An article on e-cigarette, published last weekend by the magazine "60 millions de consommateurs" is cited by all the medias since this morning, using its catchy title, promise of lots of sales and listenings!
However, when reading carefully, this article is based on a study of poor methodology. Why are the medias so hectic about it, without even taking the time to carrefully analyse what is written, and without referring to already published scientific studies of much better quality?
Nonetheless, "60 millions de consommateurs" is usually a very respectable magazine, doing very well in scrutinising in depth all consumer products. But this article, based on a protocol which I have read, is far from reflecting the usual rigor of this journal. In the article, a table summarizing the data indicates only the presence of assayed substances, mentionning in the text very significant quantities, but is failing to give a single number (since then, they have published some results on their website, see second table below). It is too easy to say something like this without an ounce of evidence. Other studies, like the one by Maciej Goniewicz et al, published in Tobacco Control this year (http://tobaccocontrol.bmj.com/content/early/2013/03/05/tobaccocontrol-2012-050859.abstract), have effectively shown that some toxic or cancerigenous substances could be found, but generally either as traces, or in proportions considerably lower than in tobacco smoke (9 to 450 lower, see table below).

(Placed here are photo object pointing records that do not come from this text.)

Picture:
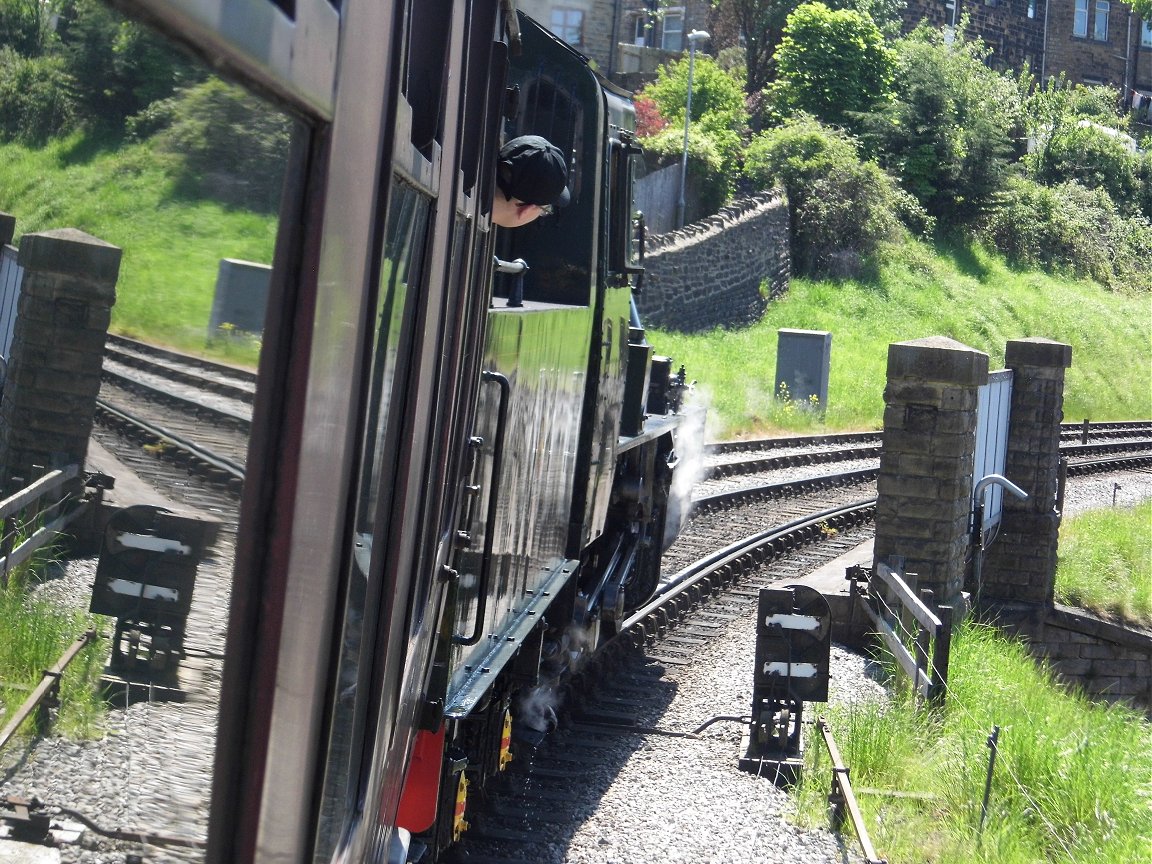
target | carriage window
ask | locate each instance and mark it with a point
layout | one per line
(424, 83)
(406, 233)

This article from "60 millions de consommateurs" is pretending to have found significant quantities of formaldehyde, acrolein and acetaldehyde, and traces of metals (nickel and chrome). But still not a single number or even digit. Moreover, the study protocol is not detailed enough to interprete these results. In Goniewicz et al study, the levels found were 9 to 450 lower than those found in cigarette smoke. But in both cases, the production of e-cigarette vapor, using a modified smoking machine, does not correspond exactly to what normal use is. In the present study, the authors mentioned 3 seconds puffs, every 30 seconds, but do not specify the volume of the puffs (according to the protocol, puff volume was 47.5 ml). In the study by Goniewicz et al, based on the observation of a few vapers, puffs were of 70 ml, lasting 1.8 seconds every 10 seconds. A rythme probably to fast, and a very large puff volume, more than in the present study anyway. It is then very surprising that "60 millions de consommateurs" could have found larger values of toxic substances than in Goniewicz' paper (according to the data in the tables, this obviously not the case!).

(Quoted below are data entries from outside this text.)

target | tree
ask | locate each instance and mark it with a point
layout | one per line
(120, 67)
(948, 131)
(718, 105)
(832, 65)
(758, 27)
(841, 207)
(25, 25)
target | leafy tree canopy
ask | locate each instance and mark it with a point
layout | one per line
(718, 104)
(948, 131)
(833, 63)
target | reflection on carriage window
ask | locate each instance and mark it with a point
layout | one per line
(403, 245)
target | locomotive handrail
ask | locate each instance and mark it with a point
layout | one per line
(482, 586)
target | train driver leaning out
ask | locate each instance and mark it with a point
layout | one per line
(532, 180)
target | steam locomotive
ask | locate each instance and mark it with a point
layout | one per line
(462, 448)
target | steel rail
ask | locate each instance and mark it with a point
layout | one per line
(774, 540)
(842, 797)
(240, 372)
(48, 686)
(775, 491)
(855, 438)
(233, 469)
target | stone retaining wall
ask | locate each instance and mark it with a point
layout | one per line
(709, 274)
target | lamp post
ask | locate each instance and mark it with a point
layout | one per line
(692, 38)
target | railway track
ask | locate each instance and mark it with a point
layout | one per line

When it comes to the analysis of e-cigarettes, e-liquids and their labeling, once more, the methodology is very poor. This article has reviewed mostly products that are not sold in specialised shops (we have lots of them in France now), and that are not of good quality. The model used mostly by vapers is certainly the eGo type. It was not tested or even mentioned in this study. French e-liquids of good reputation were not tested too. Why these choices ? Concerning the nicotine content, it is known that the assays are difficult due to the dilution into propylene glycol and glycerine. Consequently, before any publication, the assays must be repeated on each sample, neither in this article, nor in the protocol are mentioned the number of measures realised on each sample, it is nonetheless a standard practise. Coming to the lack of childproof caps mentioned in the article, it is pure misinformation, most of the e-liquids sold in specialised shops or on the internet have such caps, if not all.

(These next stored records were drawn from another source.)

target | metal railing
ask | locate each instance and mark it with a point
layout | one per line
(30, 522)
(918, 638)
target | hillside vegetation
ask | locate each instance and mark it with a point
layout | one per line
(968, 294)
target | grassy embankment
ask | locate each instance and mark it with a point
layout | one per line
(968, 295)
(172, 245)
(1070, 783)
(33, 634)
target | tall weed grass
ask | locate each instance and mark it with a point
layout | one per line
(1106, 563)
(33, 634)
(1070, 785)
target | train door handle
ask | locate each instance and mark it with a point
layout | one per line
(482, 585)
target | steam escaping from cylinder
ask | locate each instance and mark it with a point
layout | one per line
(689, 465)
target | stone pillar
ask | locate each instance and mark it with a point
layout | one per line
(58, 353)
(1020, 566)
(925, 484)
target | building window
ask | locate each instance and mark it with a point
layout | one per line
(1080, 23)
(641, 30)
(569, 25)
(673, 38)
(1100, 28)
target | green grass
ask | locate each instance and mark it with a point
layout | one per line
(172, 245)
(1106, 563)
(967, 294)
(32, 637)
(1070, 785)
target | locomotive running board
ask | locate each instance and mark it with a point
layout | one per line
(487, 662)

Nevertheless, yes, quality controls are needed, using consumer protection existing laws. This would eliminate poor quality products, and leave the good ones. But in any case, no one can say that e-cigarette is as dangerous as tobacco cigarette, as we heard today on some medias. This is misinformation at least!
To obtain a better control, we just need State's will and good consumer products surveillance. We don't need to involve health authorities. Medicalised e-cigarette would be a big mistake, it would leave it in its current form, with no hope for evolution. If a marketing autorisation like for a medicine became mandatory, the cost for innovation would be exorbitant. On the contrary, by controlling products, without making it a medicine, consumers' pressure would drive future products towards better quality. This is what we have witnessed during the last 2 years, and the fact that vapers discuss about it, and advise new comers on internet forums helped fantastically the products' innovation. In France, the AIDUCE association is a perfect example.